I don’t have time to go to the gym, so I bought one of those Samson Twisters, which are made of steel, that you have made an advertisement of in the ’60s for Weider (you were bending it in the picture). So I bought this flex bar and I began to bend it in the way the manual describes, and I felt my muscles much more pumped and tough. Ok, that’s good, but at night I feel my shoulders hurting. Do you have some tips on how to use a power flex bar, or should I change the tool and begin to use one of those back/chest expanders?

Chances are you are doing too many of the same exercise patterns over and over again. You are limiting yourself.

Back off the twister and revise your training to include freehand exercises — chins, pushups, dips, freehand squats and their variations (improvise: feet on a block, close grip, wide grip, lean forward, lean back)… play seriously.

I don’t really have any tips on how to use it. Just don’t over exert joints or apply force unnatural to body.

You might invest in exercise bands (rubber bands) of varying strengths. They work very well when limited in equipment.
Godspeed… Dave Draper


Excessive noise in the gym

You said you dissuade from taking the shirt off and flexing and groaning out loud under heavy weight. Coming from the era you did where guys and gals alike did just that, and often,  why would you dissuade at least from the groaning out loud? I have been asked to please keep it down after being kinda vocal during a heavy set of benches, and I never understood it. Can you please give your opinion on this? 

When in the greater majority of public gyms we are responsible to control our personal habits that might distress our neighbors. No one wants his or her space invaded by undo sounds, nearness, gestures or odors in mutual work areas. We must be respectful of those around us.

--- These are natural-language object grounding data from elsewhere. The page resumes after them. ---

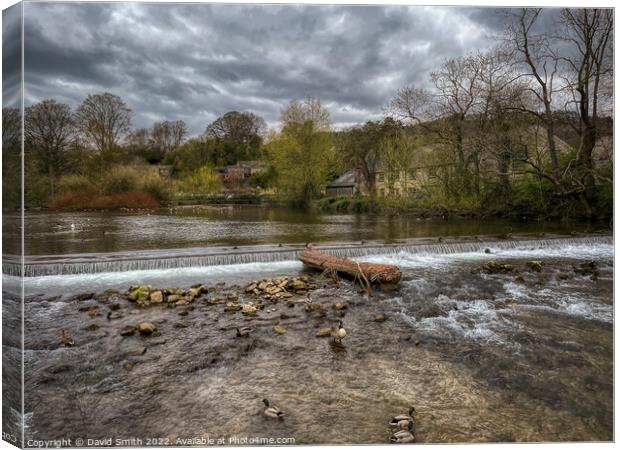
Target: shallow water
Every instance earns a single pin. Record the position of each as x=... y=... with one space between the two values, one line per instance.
x=83 y=232
x=525 y=357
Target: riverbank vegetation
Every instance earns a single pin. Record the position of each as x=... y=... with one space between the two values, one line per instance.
x=524 y=129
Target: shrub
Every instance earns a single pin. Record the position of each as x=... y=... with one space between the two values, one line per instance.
x=75 y=183
x=120 y=179
x=81 y=200
x=202 y=181
x=153 y=184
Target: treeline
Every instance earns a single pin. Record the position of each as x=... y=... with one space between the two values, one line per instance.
x=92 y=158
x=522 y=129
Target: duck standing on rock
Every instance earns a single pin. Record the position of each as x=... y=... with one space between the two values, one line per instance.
x=402 y=420
x=272 y=411
x=404 y=436
x=339 y=333
x=243 y=331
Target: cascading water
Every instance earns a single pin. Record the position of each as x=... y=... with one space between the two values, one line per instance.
x=36 y=266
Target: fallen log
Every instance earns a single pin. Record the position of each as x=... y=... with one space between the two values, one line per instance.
x=373 y=273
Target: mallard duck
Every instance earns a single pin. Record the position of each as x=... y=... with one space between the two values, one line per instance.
x=243 y=332
x=402 y=420
x=404 y=436
x=272 y=411
x=339 y=333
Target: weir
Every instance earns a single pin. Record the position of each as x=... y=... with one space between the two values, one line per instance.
x=88 y=263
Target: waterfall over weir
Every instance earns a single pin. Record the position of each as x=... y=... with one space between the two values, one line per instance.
x=89 y=263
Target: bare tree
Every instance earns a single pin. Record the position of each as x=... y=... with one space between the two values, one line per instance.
x=590 y=31
x=168 y=135
x=103 y=119
x=238 y=127
x=308 y=110
x=539 y=62
x=49 y=130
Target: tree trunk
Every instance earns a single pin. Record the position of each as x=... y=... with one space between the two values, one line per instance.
x=374 y=273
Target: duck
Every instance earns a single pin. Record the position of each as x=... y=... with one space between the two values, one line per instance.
x=272 y=411
x=243 y=331
x=404 y=436
x=339 y=333
x=402 y=420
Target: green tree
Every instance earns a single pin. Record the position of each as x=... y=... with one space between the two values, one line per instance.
x=396 y=153
x=49 y=131
x=303 y=157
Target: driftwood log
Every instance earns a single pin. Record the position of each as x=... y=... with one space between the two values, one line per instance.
x=368 y=272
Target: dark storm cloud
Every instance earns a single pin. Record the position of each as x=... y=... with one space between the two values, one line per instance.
x=197 y=61
x=11 y=56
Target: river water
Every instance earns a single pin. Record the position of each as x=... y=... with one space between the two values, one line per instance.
x=521 y=356
x=88 y=232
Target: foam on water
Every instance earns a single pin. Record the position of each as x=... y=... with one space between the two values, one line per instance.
x=97 y=282
x=585 y=251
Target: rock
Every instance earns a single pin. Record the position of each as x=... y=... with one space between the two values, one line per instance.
x=94 y=311
x=297 y=284
x=156 y=297
x=128 y=331
x=249 y=309
x=279 y=329
x=147 y=328
x=495 y=267
x=172 y=298
x=323 y=332
x=138 y=293
x=588 y=268
x=66 y=339
x=536 y=266
x=232 y=307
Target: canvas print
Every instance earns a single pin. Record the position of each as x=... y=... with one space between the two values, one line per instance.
x=288 y=224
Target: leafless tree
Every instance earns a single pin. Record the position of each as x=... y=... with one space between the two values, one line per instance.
x=310 y=109
x=590 y=33
x=168 y=135
x=539 y=63
x=49 y=131
x=238 y=127
x=103 y=119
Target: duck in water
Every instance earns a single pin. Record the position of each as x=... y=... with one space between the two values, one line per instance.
x=339 y=333
x=272 y=411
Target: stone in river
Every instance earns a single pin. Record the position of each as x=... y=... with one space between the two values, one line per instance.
x=146 y=328
x=157 y=297
x=279 y=329
x=128 y=331
x=323 y=332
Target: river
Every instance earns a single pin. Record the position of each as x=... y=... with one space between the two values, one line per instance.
x=517 y=356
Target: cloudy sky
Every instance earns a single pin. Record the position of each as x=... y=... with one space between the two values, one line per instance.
x=195 y=61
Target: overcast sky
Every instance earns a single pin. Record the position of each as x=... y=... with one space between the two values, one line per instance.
x=195 y=62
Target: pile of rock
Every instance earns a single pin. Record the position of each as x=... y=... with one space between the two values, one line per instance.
x=146 y=295
x=279 y=288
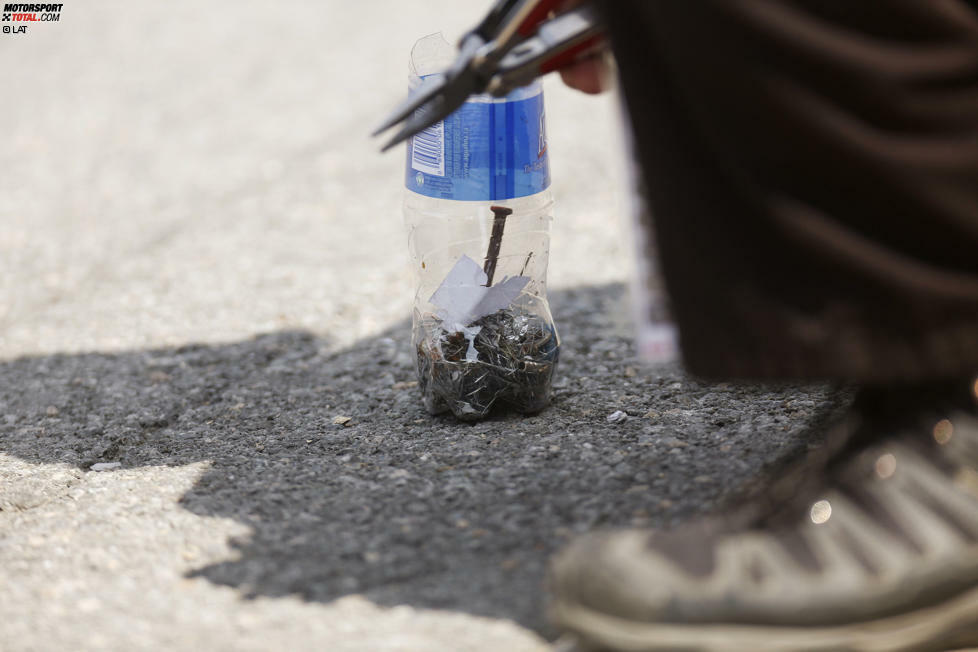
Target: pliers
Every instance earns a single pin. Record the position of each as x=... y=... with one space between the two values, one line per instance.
x=513 y=45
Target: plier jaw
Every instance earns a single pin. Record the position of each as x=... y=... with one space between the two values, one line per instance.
x=513 y=45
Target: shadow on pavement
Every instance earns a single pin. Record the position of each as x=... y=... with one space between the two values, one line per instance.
x=398 y=505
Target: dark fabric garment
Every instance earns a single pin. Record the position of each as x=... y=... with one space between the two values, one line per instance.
x=812 y=173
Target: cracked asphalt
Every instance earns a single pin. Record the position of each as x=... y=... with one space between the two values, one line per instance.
x=202 y=266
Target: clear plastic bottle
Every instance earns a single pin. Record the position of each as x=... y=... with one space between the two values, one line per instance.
x=478 y=209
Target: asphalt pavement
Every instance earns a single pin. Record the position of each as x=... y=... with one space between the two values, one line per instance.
x=210 y=433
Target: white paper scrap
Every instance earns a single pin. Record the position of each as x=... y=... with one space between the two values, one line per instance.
x=463 y=296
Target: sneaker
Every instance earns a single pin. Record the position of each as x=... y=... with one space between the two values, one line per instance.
x=872 y=544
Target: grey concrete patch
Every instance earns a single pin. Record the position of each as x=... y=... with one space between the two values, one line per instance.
x=397 y=505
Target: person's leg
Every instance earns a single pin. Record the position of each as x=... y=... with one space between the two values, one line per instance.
x=812 y=168
x=870 y=545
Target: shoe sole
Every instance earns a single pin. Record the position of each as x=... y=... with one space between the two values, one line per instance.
x=951 y=625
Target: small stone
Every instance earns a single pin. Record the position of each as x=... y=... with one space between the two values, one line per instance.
x=106 y=466
x=617 y=417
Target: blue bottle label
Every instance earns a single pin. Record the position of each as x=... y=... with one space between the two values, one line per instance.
x=488 y=149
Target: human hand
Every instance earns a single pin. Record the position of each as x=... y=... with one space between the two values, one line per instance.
x=592 y=74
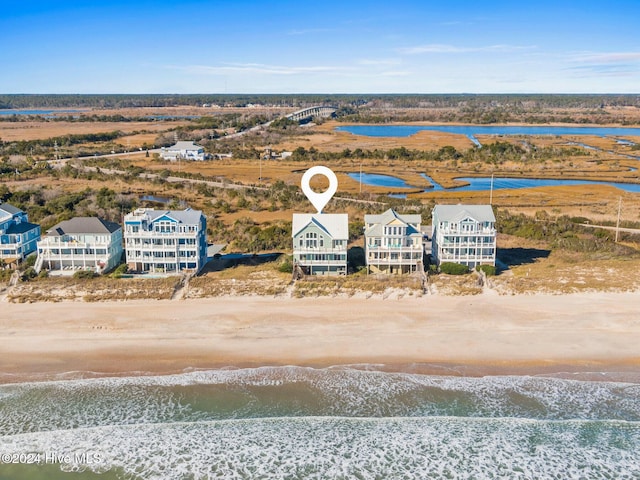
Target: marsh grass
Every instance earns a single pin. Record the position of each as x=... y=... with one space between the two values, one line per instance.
x=56 y=289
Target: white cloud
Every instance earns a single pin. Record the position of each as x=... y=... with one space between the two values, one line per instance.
x=614 y=57
x=442 y=48
x=382 y=62
x=256 y=68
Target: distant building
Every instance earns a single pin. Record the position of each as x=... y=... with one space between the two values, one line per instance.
x=165 y=241
x=393 y=242
x=464 y=234
x=320 y=243
x=183 y=151
x=82 y=243
x=18 y=237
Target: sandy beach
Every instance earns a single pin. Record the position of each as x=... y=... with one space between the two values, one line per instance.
x=456 y=335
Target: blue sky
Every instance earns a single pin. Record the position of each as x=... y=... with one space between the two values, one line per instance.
x=329 y=46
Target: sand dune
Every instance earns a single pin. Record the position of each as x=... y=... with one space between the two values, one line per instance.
x=471 y=335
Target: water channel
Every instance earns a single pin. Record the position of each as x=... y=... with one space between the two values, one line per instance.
x=479 y=184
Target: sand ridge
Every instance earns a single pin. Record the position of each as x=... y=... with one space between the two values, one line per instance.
x=589 y=331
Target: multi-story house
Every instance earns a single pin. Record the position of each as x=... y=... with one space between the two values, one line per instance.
x=320 y=242
x=464 y=234
x=18 y=237
x=393 y=242
x=82 y=243
x=183 y=151
x=165 y=241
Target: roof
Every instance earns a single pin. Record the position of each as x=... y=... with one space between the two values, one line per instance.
x=10 y=209
x=22 y=227
x=188 y=216
x=452 y=213
x=83 y=225
x=377 y=222
x=335 y=224
x=184 y=146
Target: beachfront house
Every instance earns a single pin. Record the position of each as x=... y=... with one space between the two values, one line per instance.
x=393 y=242
x=82 y=243
x=320 y=243
x=18 y=237
x=182 y=151
x=464 y=234
x=165 y=241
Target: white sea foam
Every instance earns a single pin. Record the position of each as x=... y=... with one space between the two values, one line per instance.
x=366 y=448
x=284 y=391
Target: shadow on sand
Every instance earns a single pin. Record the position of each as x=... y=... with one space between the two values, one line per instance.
x=512 y=257
x=230 y=260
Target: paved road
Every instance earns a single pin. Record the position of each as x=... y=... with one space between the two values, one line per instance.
x=172 y=179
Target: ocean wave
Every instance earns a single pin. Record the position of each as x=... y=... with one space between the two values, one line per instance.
x=340 y=448
x=304 y=392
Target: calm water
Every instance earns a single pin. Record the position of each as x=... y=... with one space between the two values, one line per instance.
x=484 y=183
x=36 y=112
x=335 y=423
x=472 y=130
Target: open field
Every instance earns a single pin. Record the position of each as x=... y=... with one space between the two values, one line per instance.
x=556 y=271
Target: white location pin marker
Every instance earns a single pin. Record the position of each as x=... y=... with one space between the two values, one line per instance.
x=319 y=200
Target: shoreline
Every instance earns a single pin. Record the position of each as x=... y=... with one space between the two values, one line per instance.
x=470 y=336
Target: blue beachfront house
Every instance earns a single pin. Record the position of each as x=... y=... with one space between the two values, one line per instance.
x=464 y=234
x=320 y=243
x=81 y=243
x=18 y=237
x=165 y=241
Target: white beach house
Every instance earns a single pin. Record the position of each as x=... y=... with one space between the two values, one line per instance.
x=82 y=243
x=320 y=242
x=183 y=151
x=393 y=242
x=18 y=237
x=464 y=234
x=165 y=241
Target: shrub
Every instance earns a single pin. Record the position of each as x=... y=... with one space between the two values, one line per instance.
x=489 y=270
x=286 y=266
x=85 y=274
x=28 y=274
x=451 y=268
x=120 y=270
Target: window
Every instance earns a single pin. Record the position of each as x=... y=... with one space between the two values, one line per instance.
x=311 y=240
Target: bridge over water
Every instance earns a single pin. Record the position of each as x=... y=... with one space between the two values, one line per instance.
x=310 y=112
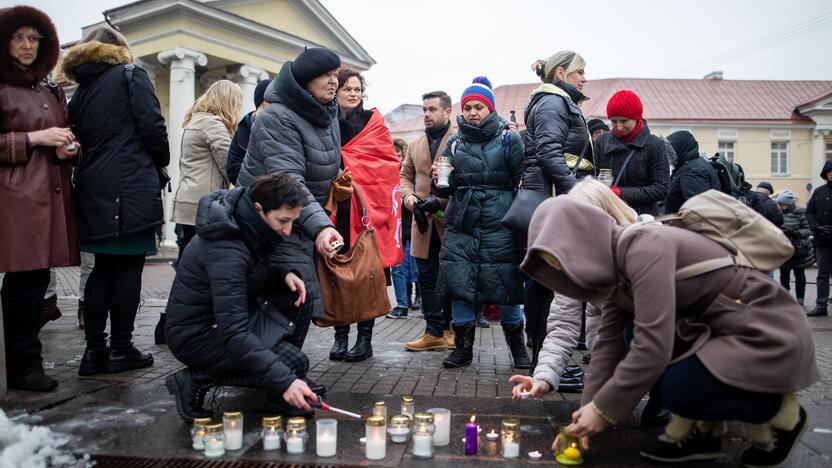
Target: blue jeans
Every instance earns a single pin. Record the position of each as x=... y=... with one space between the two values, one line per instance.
x=463 y=312
x=823 y=253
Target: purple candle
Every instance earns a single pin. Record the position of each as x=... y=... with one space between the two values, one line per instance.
x=471 y=437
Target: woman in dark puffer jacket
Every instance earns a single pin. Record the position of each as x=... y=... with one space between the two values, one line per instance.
x=646 y=177
x=556 y=133
x=796 y=227
x=119 y=121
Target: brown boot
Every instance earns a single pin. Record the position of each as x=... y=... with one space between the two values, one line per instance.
x=81 y=323
x=450 y=339
x=426 y=342
x=50 y=310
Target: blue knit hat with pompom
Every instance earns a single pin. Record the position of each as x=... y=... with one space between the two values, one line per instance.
x=480 y=90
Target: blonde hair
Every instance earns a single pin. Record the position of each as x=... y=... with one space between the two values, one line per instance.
x=223 y=99
x=568 y=60
x=597 y=193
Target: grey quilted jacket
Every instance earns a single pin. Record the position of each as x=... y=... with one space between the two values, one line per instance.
x=296 y=135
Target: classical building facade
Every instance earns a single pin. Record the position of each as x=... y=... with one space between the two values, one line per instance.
x=778 y=131
x=186 y=45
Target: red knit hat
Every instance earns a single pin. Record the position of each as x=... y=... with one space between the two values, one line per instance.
x=625 y=103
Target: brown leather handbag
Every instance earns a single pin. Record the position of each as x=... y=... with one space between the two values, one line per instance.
x=353 y=285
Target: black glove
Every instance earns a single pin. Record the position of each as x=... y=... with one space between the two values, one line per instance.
x=421 y=218
x=429 y=205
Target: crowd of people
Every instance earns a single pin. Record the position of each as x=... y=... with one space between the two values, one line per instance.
x=728 y=344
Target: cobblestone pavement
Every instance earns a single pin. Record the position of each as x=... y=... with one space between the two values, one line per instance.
x=391 y=372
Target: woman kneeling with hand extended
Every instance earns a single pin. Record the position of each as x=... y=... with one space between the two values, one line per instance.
x=726 y=345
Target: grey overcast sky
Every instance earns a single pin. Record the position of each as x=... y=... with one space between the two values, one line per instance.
x=441 y=44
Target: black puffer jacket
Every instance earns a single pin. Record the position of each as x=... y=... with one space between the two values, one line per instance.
x=222 y=278
x=798 y=231
x=296 y=135
x=479 y=260
x=554 y=126
x=123 y=138
x=693 y=174
x=765 y=206
x=239 y=145
x=647 y=176
x=819 y=208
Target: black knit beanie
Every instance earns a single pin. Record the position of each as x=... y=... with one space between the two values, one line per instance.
x=312 y=63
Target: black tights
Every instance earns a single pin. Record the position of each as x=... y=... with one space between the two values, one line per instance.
x=114 y=288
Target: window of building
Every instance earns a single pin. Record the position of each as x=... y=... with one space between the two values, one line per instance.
x=779 y=158
x=727 y=149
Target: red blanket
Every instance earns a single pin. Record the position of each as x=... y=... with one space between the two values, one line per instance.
x=374 y=165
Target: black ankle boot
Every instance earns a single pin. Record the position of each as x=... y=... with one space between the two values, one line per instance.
x=463 y=354
x=514 y=339
x=339 y=346
x=159 y=333
x=95 y=360
x=129 y=358
x=363 y=347
x=189 y=389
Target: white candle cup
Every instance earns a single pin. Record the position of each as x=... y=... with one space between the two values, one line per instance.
x=442 y=421
x=232 y=423
x=376 y=448
x=326 y=437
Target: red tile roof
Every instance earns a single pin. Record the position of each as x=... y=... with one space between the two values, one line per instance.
x=677 y=100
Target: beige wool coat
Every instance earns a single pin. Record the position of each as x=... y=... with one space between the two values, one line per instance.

That said, one’s behavior is determined by commonsense and unspoken mutual agreement with one’s co-inhabitants. Vocal response to heavy exertion while lifting is sometimes helpful and unavoidable and generally acceptable on selected occasion. Excessive and frequent noise-making is disturbing, annoying and irritating. It is also unnecessary, careless, often selfish and just plain dumb.

Dig in and enjoy yourself; keep the noise to a minimum so those nearby can do the same. They’ll love ya for it.